A firing order diagram consists of a schematic illustration of an engine and its cylinders, for which each cylinder is numbered to correspond with a numeric firing order indicating which spark plug is triggered during engine operation. Some firing order diagrams also include a small circle indicating the distributor cap of the vehicle, and each port for a spark plug wire is numbered according to the cylinder that the port is intended to power.
Firing orders for automobile engines are often written in a form such as 1-4-6-2-5-3, for which each number corresponds to the cylinder numbers given in a firing order diagram. This varies from engine to engine due to many different design characteristics that are influenced by the firing order, including the amount of noise and vibration produced by the engine and the smoothness of the engine's power delivery. Wiring an engine's cylinders to the distributor cap in the incorrect order can severely reduce performance, prevent the engine from running or even seriously damage the engine, so it is important to know the firing order for a given engine when repairing or tuning that engine.

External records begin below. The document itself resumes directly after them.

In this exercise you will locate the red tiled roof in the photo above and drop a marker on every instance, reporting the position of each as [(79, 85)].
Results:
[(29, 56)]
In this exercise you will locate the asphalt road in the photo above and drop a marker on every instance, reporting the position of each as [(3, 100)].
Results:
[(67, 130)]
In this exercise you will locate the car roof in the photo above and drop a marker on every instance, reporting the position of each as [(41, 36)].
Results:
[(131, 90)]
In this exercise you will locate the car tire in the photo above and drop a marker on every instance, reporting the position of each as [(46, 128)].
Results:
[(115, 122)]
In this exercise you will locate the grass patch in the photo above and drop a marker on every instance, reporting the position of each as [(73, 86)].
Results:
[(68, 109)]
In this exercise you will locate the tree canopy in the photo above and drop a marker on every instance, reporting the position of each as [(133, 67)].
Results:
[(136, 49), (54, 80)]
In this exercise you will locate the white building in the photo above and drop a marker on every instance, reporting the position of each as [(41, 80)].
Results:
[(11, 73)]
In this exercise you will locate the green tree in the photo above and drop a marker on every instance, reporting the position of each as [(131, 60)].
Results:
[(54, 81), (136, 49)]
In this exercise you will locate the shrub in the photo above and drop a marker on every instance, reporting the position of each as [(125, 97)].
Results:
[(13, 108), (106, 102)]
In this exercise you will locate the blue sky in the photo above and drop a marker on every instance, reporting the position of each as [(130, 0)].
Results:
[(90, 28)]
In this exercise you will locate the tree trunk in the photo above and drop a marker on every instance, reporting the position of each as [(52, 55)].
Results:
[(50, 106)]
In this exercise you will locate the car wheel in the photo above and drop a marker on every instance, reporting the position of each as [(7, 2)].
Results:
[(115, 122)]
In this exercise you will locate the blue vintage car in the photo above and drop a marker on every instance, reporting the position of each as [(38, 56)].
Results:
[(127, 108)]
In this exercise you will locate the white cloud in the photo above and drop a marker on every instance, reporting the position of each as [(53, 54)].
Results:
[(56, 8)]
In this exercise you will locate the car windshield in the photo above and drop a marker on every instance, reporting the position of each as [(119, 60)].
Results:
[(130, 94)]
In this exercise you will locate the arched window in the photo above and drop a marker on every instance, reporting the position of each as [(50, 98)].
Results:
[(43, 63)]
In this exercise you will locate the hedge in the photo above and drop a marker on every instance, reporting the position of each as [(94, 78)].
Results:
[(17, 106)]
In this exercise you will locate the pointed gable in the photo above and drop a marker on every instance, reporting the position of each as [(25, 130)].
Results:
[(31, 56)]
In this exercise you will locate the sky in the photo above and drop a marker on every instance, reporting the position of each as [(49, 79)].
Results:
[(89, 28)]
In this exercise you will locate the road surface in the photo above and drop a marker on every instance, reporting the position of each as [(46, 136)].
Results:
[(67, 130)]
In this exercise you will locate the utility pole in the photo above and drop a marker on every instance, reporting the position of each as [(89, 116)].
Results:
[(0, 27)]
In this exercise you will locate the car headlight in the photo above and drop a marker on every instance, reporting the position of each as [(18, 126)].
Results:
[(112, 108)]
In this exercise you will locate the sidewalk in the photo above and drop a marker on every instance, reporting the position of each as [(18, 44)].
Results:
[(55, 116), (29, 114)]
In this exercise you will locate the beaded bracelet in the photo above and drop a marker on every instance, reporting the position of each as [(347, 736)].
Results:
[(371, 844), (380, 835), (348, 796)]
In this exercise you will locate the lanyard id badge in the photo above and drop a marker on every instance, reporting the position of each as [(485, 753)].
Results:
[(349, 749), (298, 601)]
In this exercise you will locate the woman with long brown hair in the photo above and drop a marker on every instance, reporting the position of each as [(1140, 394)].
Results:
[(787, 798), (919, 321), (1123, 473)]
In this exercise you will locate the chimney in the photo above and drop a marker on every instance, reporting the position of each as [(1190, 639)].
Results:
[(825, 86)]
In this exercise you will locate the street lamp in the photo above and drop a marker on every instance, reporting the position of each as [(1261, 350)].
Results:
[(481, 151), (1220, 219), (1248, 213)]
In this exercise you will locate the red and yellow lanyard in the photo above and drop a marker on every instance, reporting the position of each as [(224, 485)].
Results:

The numbering sequence for engine cylinders is not standardized and varies between different engine types and manufacturers, so it is not safe to assume that the numbering of cylinders is consistent even between different engines from the same manufacturer. For example, some manufacturers number the cylinders in banks of a V-style engine sequentially such that the one through four cylinders in a V-8 engine are all on the same side of the engine. However, other manufacturers number their cylinders in a staggered fashion between the two cylinder banks in these types of engines.